La hermosa Dorotea
Agobia el Sol a la ciudad con su luz recta y terrible; la arena resplandece y el mar espejea. Cobardemente se rinde el mundo estupefacto y duerme la siesta, siesta que es una especie de muerte sabrosa en que el dormido, despierto a medias, saborea los placeres de su aniquilamiento.
Sin embargo, Dorotea, fuerte y altiva como el Sol, avanza por la calle desierta, único ser vivo a esta hora bajo el inmenso azul, y forma en la luz una mancha brillante y negra.
Avanza, balanceando muellemente el torso tan fino sobre las caderas tan anchas. Su vestido de seda ajustado, de tono claro y rosa, contrasta vivamente con las tinieblas de su piel, moldeando con exactitud su tallo largo, su espalda hundida y su pecho puntiagudo.
La sombrilla roja, tamizando la luz, proyecta en su rostro sombrío el afeite ensangrentado de sus reflejos.
El peso de su enorme cabellera casi azul echa atrás su cabeza delicada y le da aire de triunfo y de pereza. Pesados pendientes gorjean secretos en sus orejas lindas.
De tiempo en tiempo, la brisa del mar levanta un extremo de su falda flotante y deja ver la pierna luciente y soberbia; y su pie, semejante a los pies de las diosas de mármol que Europa encierra en sus museos, imprime fielmente su forma en la arena menuda. Porque Dorotea es tan prodigiosamente coqueta, que el gusto de verse admirada vence en ella al orgullo de la libertad, y aunque es libre, anda sin zapatos.
Avanza así, armoniosamente, dichosa de vivir, sonriente, con blanca sonrisa, como si viese a lo lejos, en el espacio, un espejo que reflejara su porte y su hermosura.
A la hora en que los mismos perros gimen de dolor al sol que los muerde, ¿qué poderoso motivo hace andar así a la perezosa Dorotea, hermosa y fría como el bronce?
¿Por qué dejó la estrecha cabaña, tan coquetamente dispuesta con flores y esterillas, que a tan poca costa le forman tocador perfecto; donde halla tanto placer en estarse peinando, en fumar, en que le den aire o en mirarse en el espejo de sus anchos abanicos de plumas, mientras el mar, que azota la playa a cien pasos de allí, da a sus divagaciones indecisas un poderoso y monótono acompañamiento, y la marmita de hierro, en que está puesto a cocer un guisado de cangrejos con arroz y azafrán, le envía, desde el fondo del patio, sus perfumes excitantes?

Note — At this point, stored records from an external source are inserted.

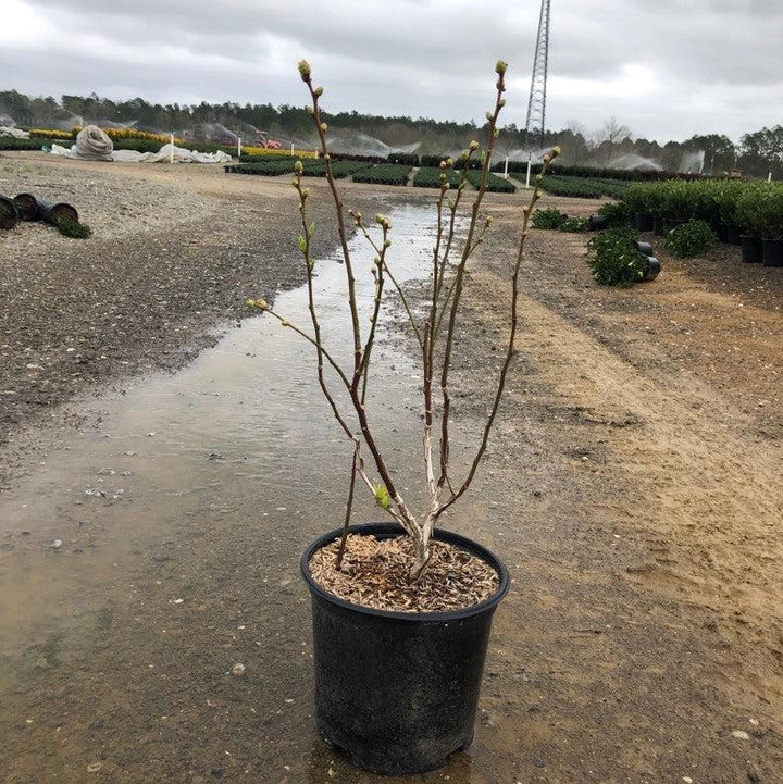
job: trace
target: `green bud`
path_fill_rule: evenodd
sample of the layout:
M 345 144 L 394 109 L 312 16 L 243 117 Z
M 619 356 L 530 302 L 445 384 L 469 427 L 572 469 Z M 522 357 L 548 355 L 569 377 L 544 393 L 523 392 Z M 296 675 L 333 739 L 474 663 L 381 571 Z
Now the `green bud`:
M 391 505 L 389 502 L 388 497 L 388 490 L 386 489 L 386 485 L 383 483 L 378 483 L 374 487 L 375 490 L 375 503 L 381 507 L 381 509 L 388 509 Z

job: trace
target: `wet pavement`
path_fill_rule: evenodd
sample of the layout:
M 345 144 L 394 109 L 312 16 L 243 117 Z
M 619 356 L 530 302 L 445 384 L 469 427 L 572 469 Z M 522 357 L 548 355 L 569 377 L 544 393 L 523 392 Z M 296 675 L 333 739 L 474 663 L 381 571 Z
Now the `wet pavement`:
M 399 208 L 390 220 L 398 281 L 425 275 L 432 212 Z M 372 253 L 361 237 L 352 246 L 371 294 Z M 347 357 L 344 266 L 318 270 L 324 341 Z M 303 288 L 275 298 L 307 328 L 306 307 Z M 419 439 L 418 415 L 405 418 L 415 369 L 397 343 L 378 344 L 370 400 L 393 461 Z M 310 715 L 298 559 L 339 524 L 350 455 L 313 352 L 266 314 L 246 320 L 181 372 L 83 401 L 77 415 L 92 424 L 47 434 L 45 458 L 2 495 L 10 781 L 373 780 L 324 746 Z M 403 485 L 409 496 L 417 483 Z M 377 517 L 360 500 L 357 520 Z M 451 781 L 471 781 L 469 769 L 457 755 Z

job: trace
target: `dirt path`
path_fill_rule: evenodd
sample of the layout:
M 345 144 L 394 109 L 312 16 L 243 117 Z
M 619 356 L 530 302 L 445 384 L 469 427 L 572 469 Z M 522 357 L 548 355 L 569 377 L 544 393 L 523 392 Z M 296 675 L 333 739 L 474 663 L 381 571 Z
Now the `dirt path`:
M 13 166 L 3 161 L 3 175 Z M 42 182 L 40 169 L 30 176 Z M 84 176 L 115 189 L 149 182 L 161 198 L 182 191 L 222 215 L 220 236 L 233 239 L 220 263 L 232 272 L 237 248 L 268 247 L 252 223 L 232 228 L 233 211 L 261 197 L 265 215 L 288 203 L 283 183 L 198 169 Z M 475 396 L 455 399 L 457 453 L 502 343 L 498 275 L 519 198 L 490 202 L 498 220 L 473 274 L 461 366 Z M 145 214 L 124 248 L 162 260 L 175 215 L 147 231 Z M 283 264 L 288 224 L 273 231 L 273 220 Z M 202 232 L 207 247 L 216 241 Z M 783 276 L 729 249 L 694 262 L 661 254 L 660 278 L 614 291 L 591 281 L 584 237 L 531 239 L 509 398 L 476 493 L 448 523 L 500 553 L 514 582 L 496 615 L 474 746 L 415 781 L 778 784 Z M 198 260 L 214 270 L 209 253 Z M 388 438 L 401 472 L 417 436 L 405 424 L 414 401 L 399 347 L 396 337 L 383 346 L 375 405 L 397 423 Z M 258 363 L 253 389 L 225 386 L 236 365 L 211 370 L 209 351 L 151 379 L 132 381 L 135 369 L 117 362 L 79 389 L 98 395 L 96 382 L 110 381 L 125 394 L 72 402 L 78 426 L 44 428 L 25 414 L 27 431 L 11 430 L 27 474 L 0 496 L 3 781 L 381 781 L 326 749 L 310 715 L 297 559 L 323 530 L 319 515 L 339 519 L 338 436 L 312 426 L 311 381 L 291 384 L 251 351 L 237 349 Z M 176 368 L 166 358 L 179 356 L 150 348 L 147 363 Z M 312 407 L 303 423 L 286 413 L 301 406 Z M 221 435 L 228 410 L 244 419 Z M 229 674 L 238 661 L 243 677 Z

Quizá tiene cita con algún ofícialillo que en playas lejanas oyó a sus compañeros hablar de la famosa Dorotea. Infaliblemente, la sencilla criatura le pedirá que le describa el baile de la Ópera, y le preguntará si se puede ir descalza, como a la danza del domingo, en que hasta las viejas cafrinas se ponen borrachas y furiosas de gozo, y también si las bellas señoras de París son todas más guapas que ella.
A Dorotea todos la admiran y la halagan, y sería perfectamente feliz si no tuviese que amontonar piastra sobre piastra para el rescate de su hermanita, que tendrá once años, y ya está madura y es tan hermosa. ¡Lo conseguirá sin duda la buena Dorotea! ¡El amo de la niña es tan avaro! Demasiado avaro para comprender otra hermosura que la de los escudos.